The last decade has been brutal to California, as unrelenting heat waves and worsening drought have led to withering snowpack and drying reservoirs and aquifers. 18.6 million trees died in 2018 alone, and multiple wildfires have razed entire neighborhoods, caused multiple evacuations, and led to the Wildland-Suburban Interface turned into death traps and landslide targets. The costs from property damage and firefighting is into the multi-billions.
Mainstream climate scientists posit that unless we implement rapid and far-reaching transitions in energy, agriculture, and urban (transportation and buildings) infrastructure within twelve years, the extremely destabilized climate will be rendered irreversible. Many credible researchers give it less time than that, and we are cooked.
The Climate Action Way Forward: Efficiency and 100% Renewables
Enter the Green New Deal now gaining support nationally and statewide, but still in the ‘what if’ phase.
So, taking Mayor Garcetti’s assertion that a successful Green New Deal must be implemented locally, what next? How to maintain a reliable and affordable flow of electricity without “peaker” natural gas plants, and before the grid has been adapted for intermittent solar and wind?
Advocates from an LA 100% Renewable coalition, such as Food & Water Watch, 350.org, and the Sunrise Movement, with DWP Commissioner Aura Vasquez, gathered together in Los Angeles recently to draw out what the plan might look like. In fact, Food & Water Watch released a report prepared by energy economics consultant Synapse showing how L.A.’s municipal power utility can get off fossil fuels by 2030 with no net costs through investing in energy efficiency, rooftop solar energy, and other decentralized sources.

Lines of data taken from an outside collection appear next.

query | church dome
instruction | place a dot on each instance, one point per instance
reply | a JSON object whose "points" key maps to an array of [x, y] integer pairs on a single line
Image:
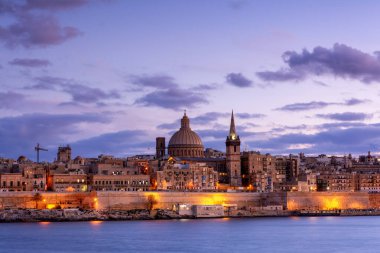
{"points": [[185, 137], [185, 142]]}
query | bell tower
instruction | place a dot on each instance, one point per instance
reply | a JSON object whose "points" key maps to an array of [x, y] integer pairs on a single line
{"points": [[233, 155]]}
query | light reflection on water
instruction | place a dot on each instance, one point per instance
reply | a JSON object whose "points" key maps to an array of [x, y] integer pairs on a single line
{"points": [[294, 234]]}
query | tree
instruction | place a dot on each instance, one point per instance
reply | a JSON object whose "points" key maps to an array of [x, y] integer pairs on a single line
{"points": [[37, 197], [151, 202]]}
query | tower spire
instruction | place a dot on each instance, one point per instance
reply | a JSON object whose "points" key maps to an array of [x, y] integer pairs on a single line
{"points": [[232, 127]]}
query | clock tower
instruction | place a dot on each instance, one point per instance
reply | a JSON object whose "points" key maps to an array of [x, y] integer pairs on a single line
{"points": [[233, 155]]}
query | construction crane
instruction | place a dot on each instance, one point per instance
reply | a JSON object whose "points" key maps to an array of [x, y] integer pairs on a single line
{"points": [[38, 149]]}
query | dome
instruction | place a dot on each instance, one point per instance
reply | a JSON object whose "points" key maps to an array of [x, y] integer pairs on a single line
{"points": [[185, 142], [185, 137]]}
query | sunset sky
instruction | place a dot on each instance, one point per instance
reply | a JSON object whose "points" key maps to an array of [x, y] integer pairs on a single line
{"points": [[108, 77]]}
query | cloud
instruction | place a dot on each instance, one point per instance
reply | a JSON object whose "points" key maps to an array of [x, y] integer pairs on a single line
{"points": [[33, 63], [206, 87], [172, 99], [304, 106], [356, 139], [167, 94], [155, 81], [249, 115], [346, 116], [280, 75], [53, 5], [10, 99], [207, 118], [320, 104], [238, 80], [122, 143], [80, 93], [19, 134], [339, 61], [170, 126], [356, 101], [33, 23]]}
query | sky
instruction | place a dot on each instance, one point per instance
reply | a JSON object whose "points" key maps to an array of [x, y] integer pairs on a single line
{"points": [[109, 76]]}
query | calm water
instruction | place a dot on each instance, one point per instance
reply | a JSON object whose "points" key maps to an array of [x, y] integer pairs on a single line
{"points": [[308, 234]]}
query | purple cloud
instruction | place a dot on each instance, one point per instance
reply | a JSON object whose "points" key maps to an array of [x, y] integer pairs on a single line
{"points": [[238, 80], [48, 129], [346, 116], [56, 5], [319, 104], [340, 61], [172, 99], [33, 63], [154, 81], [249, 115], [335, 140], [122, 143], [34, 24], [304, 106], [10, 99], [80, 93]]}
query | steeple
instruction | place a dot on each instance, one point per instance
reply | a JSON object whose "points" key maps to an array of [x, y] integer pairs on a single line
{"points": [[185, 121], [232, 134]]}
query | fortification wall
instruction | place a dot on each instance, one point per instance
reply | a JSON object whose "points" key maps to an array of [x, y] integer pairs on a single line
{"points": [[132, 200], [327, 200], [139, 200]]}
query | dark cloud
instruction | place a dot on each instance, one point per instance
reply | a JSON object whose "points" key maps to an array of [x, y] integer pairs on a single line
{"points": [[173, 99], [346, 116], [33, 63], [155, 81], [238, 80], [34, 24], [356, 139], [80, 93], [19, 134], [10, 99], [340, 61], [319, 104]]}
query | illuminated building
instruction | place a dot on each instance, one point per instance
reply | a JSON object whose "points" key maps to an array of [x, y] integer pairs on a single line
{"points": [[179, 176], [185, 142], [233, 155]]}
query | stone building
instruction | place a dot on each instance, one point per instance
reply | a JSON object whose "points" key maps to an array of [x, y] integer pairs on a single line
{"points": [[120, 182], [178, 176], [12, 182], [233, 163], [258, 171], [185, 142], [69, 182]]}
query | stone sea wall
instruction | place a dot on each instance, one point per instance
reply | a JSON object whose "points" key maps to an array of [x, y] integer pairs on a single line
{"points": [[166, 200]]}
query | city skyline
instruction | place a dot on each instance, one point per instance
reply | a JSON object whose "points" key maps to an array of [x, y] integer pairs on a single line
{"points": [[95, 75]]}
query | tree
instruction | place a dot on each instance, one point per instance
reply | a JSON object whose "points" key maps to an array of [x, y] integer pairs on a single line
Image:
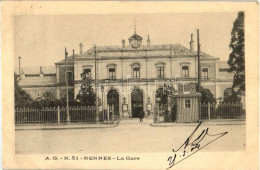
{"points": [[237, 56], [22, 98], [206, 96], [86, 95]]}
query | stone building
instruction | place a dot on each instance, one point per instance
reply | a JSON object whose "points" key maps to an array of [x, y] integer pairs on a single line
{"points": [[134, 72]]}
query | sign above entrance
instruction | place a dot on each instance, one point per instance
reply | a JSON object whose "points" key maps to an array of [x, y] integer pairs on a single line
{"points": [[187, 88]]}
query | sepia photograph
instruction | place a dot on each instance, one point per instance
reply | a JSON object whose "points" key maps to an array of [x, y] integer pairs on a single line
{"points": [[134, 81], [112, 87]]}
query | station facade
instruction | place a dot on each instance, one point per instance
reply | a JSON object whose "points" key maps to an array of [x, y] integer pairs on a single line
{"points": [[130, 75]]}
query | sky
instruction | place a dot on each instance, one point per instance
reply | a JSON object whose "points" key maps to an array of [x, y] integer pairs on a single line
{"points": [[41, 39]]}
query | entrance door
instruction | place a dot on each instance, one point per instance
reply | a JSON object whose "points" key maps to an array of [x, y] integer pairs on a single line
{"points": [[113, 99], [137, 102]]}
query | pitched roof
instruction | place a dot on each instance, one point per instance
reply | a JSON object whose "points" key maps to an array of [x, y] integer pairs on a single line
{"points": [[223, 65], [224, 75], [135, 36], [70, 59], [33, 70], [144, 50], [38, 81], [203, 54]]}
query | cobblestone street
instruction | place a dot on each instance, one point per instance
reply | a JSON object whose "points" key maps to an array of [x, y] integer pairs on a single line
{"points": [[129, 136]]}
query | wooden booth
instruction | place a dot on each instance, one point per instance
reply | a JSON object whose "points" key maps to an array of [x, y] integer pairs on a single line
{"points": [[187, 107]]}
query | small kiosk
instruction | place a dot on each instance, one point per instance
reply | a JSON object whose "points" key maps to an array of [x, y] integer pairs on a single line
{"points": [[187, 107]]}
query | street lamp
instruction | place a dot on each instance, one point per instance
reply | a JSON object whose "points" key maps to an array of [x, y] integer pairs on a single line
{"points": [[102, 91], [124, 100]]}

The transition will require phasing out dirty fossil fuels and nuclear, and replacing them with solar, wind, and geothermal energy. Developing these clean and renewable sources must be paired with energy efficiency and demand response — allowing customers to adjust their use during peak periods — or energy-saving programs that would optimize the grid. Energy storage also is crucial for reliability, which can include affordable long-cycle-life lithium batteries or “pumped water” options at the Hoover Dam. These, along with supporting the development of distributed small-scale locally-generated energy resources, such as rooftop solar and electric vehicles, can save money for Los Angeles ratepayers.
A Clean Energy Revolution?
Los Angeles’ technical and political clean energy transition leads the way for California and the rest of the world toward 100% renewables. Furthermore, we must implement a Green New Deal with attention to equity, environmental justice, and a fair and just transition led by impacted workers and communities, without relying on corporate schemes or market-based mechanisms. As well, this should Include a national jobs guarantee, creating good jobs with collective bargaining and family-sustaining wages.
So, the climate justice movement celebrates Mayor Garcetti’s resolve to move LA to 100 percent renewable, and now the hard work begins to stop the drilling, fracking, pipelines, power plants, and destruction of communities and ecosystems, toward a greener, more equitable tomorrow.